Low testosterone as well as sex hormone–binding globulin (SHBG) levels are each independently associated with increased risk of type 2 diabetes mellitus (T2DM). In Mendelian randomization studies, higher testosterone level reduces the risk of T2DM in men but increases the risk of T2DM in women. Low testosterone levels are associated with shorter telomere length and increased all-cause mortality. Low testosterone level may be a marker of poor health.
Our providers will personalize a plan for your hormone replacement therapy or TRT with medications or with natural supplementation virtually from the comfort of your own home.
What’s the difference between synthetic hormones and bioidentical hormones?
Synthetic hormones are chemically-altered and not identical to human hormones. Bioidentical hormones are produced naturally with plant-based materials and have precisely the same structure and chemical composition as our own hormones.
Bioidentical hormones are produced naturally with plant-based materials and have precisely the same structure and chemical composition as our own hormones.
Synthetic Hormones
Most of today’s hormone replacement treatments use synthetic hormones which are patented by pharmaceutical companies.

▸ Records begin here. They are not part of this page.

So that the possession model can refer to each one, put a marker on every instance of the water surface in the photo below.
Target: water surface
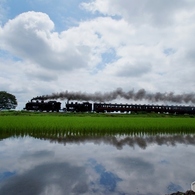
(136, 164)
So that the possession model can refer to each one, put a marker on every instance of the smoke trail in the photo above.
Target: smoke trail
(119, 93)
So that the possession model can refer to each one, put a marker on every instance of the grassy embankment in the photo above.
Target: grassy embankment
(90, 123)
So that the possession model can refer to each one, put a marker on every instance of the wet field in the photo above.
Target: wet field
(110, 164)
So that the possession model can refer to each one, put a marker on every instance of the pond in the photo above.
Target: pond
(137, 164)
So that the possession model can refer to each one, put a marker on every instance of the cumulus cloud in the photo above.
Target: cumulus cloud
(127, 44)
(31, 37)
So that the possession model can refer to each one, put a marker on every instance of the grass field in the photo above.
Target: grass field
(91, 123)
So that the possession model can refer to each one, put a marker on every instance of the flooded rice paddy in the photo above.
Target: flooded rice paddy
(126, 164)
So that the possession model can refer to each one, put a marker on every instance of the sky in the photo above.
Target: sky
(49, 46)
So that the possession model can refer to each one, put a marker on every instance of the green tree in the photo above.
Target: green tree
(7, 100)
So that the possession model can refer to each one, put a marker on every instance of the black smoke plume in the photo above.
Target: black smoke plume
(119, 93)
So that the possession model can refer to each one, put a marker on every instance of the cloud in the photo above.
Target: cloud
(30, 36)
(141, 12)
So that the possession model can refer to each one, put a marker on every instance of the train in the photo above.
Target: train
(55, 106)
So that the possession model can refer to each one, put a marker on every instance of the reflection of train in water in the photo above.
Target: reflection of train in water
(107, 107)
(43, 106)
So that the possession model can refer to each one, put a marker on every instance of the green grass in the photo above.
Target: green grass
(61, 123)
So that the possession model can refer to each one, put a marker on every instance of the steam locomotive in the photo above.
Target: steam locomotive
(107, 107)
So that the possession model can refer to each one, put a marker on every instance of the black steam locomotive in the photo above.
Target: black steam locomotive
(106, 107)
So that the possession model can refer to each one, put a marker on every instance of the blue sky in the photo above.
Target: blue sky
(96, 45)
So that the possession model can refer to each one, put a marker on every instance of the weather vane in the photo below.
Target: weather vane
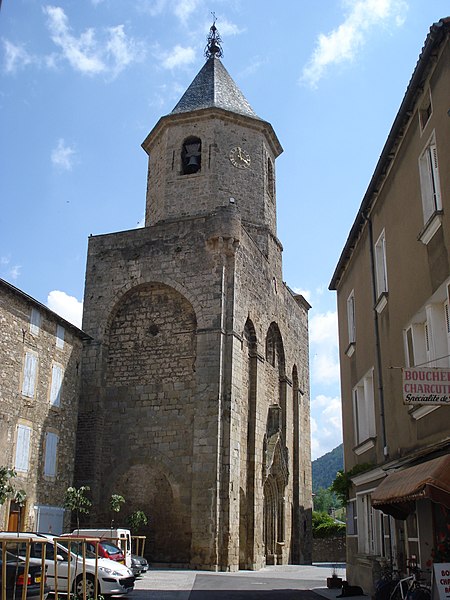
(213, 47)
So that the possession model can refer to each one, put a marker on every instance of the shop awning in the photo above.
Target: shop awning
(397, 493)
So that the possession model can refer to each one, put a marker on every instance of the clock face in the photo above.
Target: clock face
(240, 158)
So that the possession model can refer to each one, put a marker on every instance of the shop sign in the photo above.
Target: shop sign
(425, 386)
(442, 580)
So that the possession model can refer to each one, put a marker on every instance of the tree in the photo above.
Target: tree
(343, 482)
(325, 500)
(136, 519)
(6, 487)
(77, 502)
(115, 504)
(325, 526)
(7, 490)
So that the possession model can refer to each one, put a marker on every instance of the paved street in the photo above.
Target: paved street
(277, 583)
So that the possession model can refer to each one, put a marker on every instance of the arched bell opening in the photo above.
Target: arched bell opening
(191, 155)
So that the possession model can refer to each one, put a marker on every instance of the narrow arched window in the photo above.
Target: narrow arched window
(270, 178)
(191, 155)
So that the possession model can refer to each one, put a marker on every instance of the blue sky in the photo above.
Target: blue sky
(82, 84)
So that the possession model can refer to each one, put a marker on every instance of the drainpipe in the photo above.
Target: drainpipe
(378, 359)
(377, 338)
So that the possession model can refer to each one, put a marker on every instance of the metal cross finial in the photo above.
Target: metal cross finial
(213, 47)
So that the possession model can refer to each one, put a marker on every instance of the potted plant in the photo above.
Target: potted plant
(334, 582)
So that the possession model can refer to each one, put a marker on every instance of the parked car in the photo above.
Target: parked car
(15, 578)
(139, 564)
(105, 548)
(119, 537)
(113, 578)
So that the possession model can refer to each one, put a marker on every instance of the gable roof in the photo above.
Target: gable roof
(213, 87)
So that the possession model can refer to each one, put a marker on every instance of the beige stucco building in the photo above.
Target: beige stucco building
(40, 355)
(195, 384)
(393, 290)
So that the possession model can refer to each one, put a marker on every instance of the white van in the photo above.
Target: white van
(119, 537)
(112, 577)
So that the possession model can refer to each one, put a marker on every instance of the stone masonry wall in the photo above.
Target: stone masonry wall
(35, 411)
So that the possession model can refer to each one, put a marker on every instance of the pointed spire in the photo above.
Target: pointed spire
(213, 47)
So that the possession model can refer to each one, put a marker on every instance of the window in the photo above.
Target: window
(35, 321)
(29, 375)
(369, 526)
(271, 352)
(51, 447)
(352, 518)
(191, 156)
(60, 337)
(270, 178)
(363, 409)
(55, 389)
(22, 458)
(427, 343)
(425, 111)
(380, 265)
(429, 180)
(351, 318)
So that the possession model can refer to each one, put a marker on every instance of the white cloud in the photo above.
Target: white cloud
(307, 294)
(66, 306)
(326, 424)
(177, 57)
(342, 44)
(16, 57)
(151, 7)
(63, 156)
(183, 9)
(8, 271)
(323, 336)
(226, 27)
(323, 328)
(92, 52)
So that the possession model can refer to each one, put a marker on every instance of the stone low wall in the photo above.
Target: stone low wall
(331, 549)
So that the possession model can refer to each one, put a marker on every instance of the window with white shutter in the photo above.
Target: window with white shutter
(22, 458)
(29, 374)
(51, 447)
(351, 318)
(35, 321)
(364, 409)
(60, 337)
(55, 389)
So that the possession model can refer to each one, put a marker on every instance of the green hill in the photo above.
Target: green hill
(324, 469)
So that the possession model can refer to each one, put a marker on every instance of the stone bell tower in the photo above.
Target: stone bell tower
(195, 399)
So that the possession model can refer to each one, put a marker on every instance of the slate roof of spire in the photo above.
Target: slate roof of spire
(213, 87)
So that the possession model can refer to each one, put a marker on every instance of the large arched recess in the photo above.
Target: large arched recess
(248, 448)
(148, 373)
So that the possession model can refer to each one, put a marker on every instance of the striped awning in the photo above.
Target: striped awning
(397, 493)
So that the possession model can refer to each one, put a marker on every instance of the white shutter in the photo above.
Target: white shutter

Synthetic hormones were well-received because they provide some of the benefits of hormone replacement, such as controlling the symptoms of menopause and fighting osteoporosis and heart disease. However, long-term results have shown that synthetic hormones can elicit a negative metabolic response. For example, some women can’t tolerate synthetic hormones and suffer from side-effects such as bloating, bleeding, or mood swings. In some people, synthetic estrogens and progestins have contributed to the development of breast and uterine cancer.
Synthetic hormones are chemically-altered and not identical to human hormones. For example, the popular estrogen-replacement drug Premarin is made from horse urine.
Bioidentical Hormones
Bioidentical hormones, on the other hand, are produced naturally with plant-based materials. Plants like yams and soy have hormones with the same structure and chemical composition as your body’s natural hormones.
These hormones are processed into a prescription dose and form by a specialty compounding pharmacy. The body accepts and metabolizes these hormones as if it made them.